The Associated Press reported 20 Dec 2009 that U.S. prison population headed for first decline in decades. Why?
…the economic crisis forced states to reconsider who they put behind bars and how long they keep them there, said Kim English, research director for the Colorado Division of Criminal Justice.

In Texas, parole rates were once among the lowest in the nation, with as few as 15% of inmates being granted release as recently as five years ago. Now, the parole rate is more than 30% after Texas began identifying low-risk candidates for parole.

In Mississippi, a truth-in-sentencing law required drug offenders to serve 85% of their sentences. That’s been reduced to less than 25%.

California’s budget problems are expected to result in the release of 37,000 inmates in the next two years. The state also is under a federal court order to shed 40,000 inmates because its prisons are so overcrowded that they are no longer constitutional, Austin said.

Some states even try not to lock up as many people in the first place:

States also are looking at ways to keep people from ever entering prison. A nationwide system of drug courts takes first-time felony offenders caught with less than a gram of illegal drugs and sets up a monitoring team to help with case management and therapy.

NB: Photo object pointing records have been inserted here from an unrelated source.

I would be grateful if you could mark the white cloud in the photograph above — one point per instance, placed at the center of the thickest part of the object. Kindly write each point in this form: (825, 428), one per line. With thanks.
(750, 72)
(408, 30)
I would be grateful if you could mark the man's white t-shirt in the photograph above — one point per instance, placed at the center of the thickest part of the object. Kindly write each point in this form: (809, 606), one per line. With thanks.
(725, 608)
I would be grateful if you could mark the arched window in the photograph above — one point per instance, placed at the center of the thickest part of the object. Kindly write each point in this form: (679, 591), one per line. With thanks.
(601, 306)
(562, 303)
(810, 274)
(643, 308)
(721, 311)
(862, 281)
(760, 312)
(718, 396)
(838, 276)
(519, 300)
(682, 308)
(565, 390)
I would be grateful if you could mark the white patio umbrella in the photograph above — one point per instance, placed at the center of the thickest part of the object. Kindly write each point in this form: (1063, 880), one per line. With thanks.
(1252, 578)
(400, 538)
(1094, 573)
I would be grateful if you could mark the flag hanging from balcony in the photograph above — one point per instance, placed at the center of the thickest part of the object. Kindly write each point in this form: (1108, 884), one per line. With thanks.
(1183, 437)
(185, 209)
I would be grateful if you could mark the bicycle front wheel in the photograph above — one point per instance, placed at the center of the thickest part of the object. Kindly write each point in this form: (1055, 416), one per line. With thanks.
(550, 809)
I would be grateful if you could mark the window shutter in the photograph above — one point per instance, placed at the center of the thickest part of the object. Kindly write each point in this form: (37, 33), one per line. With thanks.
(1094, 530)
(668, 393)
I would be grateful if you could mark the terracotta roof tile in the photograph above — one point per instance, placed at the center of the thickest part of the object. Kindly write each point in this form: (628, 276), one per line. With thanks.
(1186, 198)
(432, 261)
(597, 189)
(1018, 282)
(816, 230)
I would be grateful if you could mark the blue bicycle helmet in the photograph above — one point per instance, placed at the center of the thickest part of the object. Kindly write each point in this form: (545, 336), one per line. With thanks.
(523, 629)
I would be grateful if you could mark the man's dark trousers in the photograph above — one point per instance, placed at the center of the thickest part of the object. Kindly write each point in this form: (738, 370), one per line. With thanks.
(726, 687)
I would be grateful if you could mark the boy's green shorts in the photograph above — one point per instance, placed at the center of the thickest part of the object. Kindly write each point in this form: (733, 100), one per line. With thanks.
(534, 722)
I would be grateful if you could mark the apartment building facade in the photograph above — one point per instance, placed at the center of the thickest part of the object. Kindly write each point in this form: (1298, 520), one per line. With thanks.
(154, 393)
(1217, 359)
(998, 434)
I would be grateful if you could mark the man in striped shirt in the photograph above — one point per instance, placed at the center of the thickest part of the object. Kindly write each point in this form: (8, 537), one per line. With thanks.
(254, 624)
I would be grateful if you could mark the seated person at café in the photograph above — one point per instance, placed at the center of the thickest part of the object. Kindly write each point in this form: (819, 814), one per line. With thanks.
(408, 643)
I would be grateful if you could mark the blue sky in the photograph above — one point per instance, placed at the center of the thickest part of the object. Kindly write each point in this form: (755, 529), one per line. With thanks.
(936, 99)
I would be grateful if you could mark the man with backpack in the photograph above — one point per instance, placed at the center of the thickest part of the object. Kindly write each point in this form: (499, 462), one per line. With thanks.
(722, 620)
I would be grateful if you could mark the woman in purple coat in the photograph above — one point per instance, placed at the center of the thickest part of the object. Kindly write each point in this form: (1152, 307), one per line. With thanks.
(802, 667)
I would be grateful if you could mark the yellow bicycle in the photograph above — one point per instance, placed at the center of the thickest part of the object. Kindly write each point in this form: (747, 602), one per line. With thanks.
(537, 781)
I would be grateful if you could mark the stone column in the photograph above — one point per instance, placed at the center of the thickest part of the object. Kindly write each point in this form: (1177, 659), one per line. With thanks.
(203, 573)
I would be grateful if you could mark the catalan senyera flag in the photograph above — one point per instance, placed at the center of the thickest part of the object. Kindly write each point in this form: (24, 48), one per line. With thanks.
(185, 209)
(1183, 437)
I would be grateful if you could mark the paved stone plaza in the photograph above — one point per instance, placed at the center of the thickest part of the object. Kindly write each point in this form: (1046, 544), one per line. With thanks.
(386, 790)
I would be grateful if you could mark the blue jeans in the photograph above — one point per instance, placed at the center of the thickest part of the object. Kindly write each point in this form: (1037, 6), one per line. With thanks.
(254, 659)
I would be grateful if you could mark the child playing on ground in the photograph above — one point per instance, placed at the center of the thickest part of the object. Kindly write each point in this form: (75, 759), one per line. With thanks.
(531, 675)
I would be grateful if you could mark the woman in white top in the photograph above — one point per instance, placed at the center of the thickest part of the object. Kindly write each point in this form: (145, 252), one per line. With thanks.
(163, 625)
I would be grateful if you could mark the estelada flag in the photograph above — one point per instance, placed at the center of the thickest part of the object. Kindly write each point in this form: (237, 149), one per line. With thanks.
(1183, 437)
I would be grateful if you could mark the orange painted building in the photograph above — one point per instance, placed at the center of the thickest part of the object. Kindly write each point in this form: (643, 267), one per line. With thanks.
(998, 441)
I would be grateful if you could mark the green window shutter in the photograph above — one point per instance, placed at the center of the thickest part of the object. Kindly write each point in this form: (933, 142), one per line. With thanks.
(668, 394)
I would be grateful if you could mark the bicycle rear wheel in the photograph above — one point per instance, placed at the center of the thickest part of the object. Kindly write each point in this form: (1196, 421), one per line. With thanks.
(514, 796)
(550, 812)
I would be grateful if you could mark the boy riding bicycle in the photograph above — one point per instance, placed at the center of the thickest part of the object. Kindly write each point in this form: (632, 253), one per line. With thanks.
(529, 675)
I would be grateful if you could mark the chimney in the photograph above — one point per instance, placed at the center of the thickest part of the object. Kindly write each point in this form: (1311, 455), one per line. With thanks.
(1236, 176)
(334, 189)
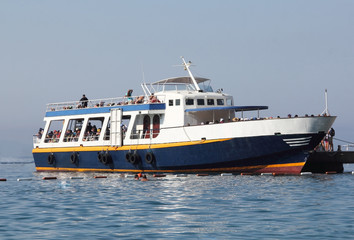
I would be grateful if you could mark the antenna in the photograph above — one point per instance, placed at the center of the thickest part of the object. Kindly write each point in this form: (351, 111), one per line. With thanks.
(143, 85)
(326, 112)
(186, 67)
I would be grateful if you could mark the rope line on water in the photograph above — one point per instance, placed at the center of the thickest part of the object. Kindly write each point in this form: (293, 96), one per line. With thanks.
(343, 140)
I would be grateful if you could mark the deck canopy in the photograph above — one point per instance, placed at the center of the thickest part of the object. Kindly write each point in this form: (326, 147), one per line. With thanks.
(180, 80)
(236, 108)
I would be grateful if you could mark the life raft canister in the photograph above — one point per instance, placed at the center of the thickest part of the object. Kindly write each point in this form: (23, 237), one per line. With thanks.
(127, 156)
(74, 158)
(149, 157)
(106, 159)
(51, 159)
(100, 156)
(134, 158)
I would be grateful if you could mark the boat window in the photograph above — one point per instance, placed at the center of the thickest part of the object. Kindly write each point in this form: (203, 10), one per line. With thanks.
(156, 126)
(146, 127)
(54, 131)
(189, 101)
(220, 101)
(93, 129)
(200, 102)
(210, 102)
(73, 130)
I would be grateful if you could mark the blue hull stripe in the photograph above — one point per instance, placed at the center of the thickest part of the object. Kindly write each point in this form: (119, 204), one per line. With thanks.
(249, 153)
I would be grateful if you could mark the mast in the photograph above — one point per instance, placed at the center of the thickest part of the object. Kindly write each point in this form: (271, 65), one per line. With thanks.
(326, 102)
(186, 67)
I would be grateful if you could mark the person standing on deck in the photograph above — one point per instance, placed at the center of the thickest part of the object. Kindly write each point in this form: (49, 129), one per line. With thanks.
(84, 101)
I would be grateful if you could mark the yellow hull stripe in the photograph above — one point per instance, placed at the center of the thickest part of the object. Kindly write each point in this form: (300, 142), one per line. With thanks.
(124, 148)
(231, 169)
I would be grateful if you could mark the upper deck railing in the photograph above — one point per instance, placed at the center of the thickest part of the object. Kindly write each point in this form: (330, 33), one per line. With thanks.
(105, 102)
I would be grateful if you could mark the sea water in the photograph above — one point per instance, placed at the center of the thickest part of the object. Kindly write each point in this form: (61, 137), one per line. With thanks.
(314, 206)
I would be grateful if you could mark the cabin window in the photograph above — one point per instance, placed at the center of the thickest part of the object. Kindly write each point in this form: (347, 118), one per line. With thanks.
(156, 126)
(210, 102)
(146, 127)
(93, 129)
(54, 131)
(201, 102)
(189, 101)
(220, 101)
(73, 130)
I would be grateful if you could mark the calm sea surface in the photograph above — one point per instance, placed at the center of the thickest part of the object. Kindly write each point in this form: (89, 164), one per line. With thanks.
(212, 207)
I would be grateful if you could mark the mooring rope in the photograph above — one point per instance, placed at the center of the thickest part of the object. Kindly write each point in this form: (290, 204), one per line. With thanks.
(343, 140)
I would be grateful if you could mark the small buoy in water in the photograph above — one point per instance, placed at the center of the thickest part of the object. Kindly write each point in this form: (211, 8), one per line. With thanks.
(24, 179)
(49, 178)
(279, 174)
(226, 174)
(129, 176)
(266, 174)
(159, 175)
(181, 175)
(76, 177)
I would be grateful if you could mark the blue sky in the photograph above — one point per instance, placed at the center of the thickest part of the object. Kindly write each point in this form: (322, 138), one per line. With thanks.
(282, 54)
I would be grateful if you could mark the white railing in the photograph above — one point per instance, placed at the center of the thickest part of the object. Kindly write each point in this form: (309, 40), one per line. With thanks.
(106, 102)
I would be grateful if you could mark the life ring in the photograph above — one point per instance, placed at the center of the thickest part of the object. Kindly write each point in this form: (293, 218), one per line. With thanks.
(51, 159)
(149, 157)
(127, 156)
(106, 159)
(134, 158)
(74, 158)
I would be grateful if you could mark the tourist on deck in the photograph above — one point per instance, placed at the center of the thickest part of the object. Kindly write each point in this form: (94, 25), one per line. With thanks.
(84, 101)
(331, 134)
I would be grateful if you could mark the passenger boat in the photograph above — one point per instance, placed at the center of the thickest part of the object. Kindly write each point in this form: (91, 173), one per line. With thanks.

Studies have touted significant savings with drug courts, saying they cost 10% to 30% less than it costs to send someone to prison.

“I don’t think they work — I know so,” said Judge John Creuzot, a state district judge in Dallas.

Maybe Georgia could stop locking up so many people for drug and other minor offenses, not keep them in as long, and do something to integrate them back into the community instead of locking them up again.